神様には成れない。
木嶋くんは悪い人でない。莉子ちゃんだってそれに準ずることは言っていた。だから、私だってそう思いたいけれど、友達の良い人は私にとっての良い人になり得ないのかもしれない。
第三者の話のネタにされているだけで悪気はない。そう、噂話の一つとして楽しんでいるだけのようなものなのだから、咎める必要などない。
それでもやはり、木嶋くんが立っている場所は彼を悪く言う場所だから、良い気はしないのだ。

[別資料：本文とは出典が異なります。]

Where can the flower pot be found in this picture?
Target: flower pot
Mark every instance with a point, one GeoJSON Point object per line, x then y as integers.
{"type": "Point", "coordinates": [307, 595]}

「って、瀬戸ちゃん大丈夫?上手くいってないってやっぱり、皆に優しいからとか?」
莉子ちゃんの良い人だと言う皮を被せるなら、これは純粋に私を心配してくれるからだろう。
大丈夫だ。何も悪い事など言ってはない。
「えと、大丈夫。淵くんの良いところだよね、優しいことは」
「あ、そういや、俺も名前すら知らない筈なのに教科書貸してもらったなー。そのクラスの友達ちょうど休みで困ってたからさー、そん時は中身もイケメンかって思った」
「ふふ……何それ」
取り繕ったわけでもなく、思い当たった事をパッと口にする彼に悪意は見当たらない。
大丈夫だ。このまま、話を流してしまえれば何も思わずに済む。
「でも、今は連絡取れなくて困ってるんだって、ね?千花ちゃん」
それなのに、そうする事を仁菜ちゃんは許してくれない。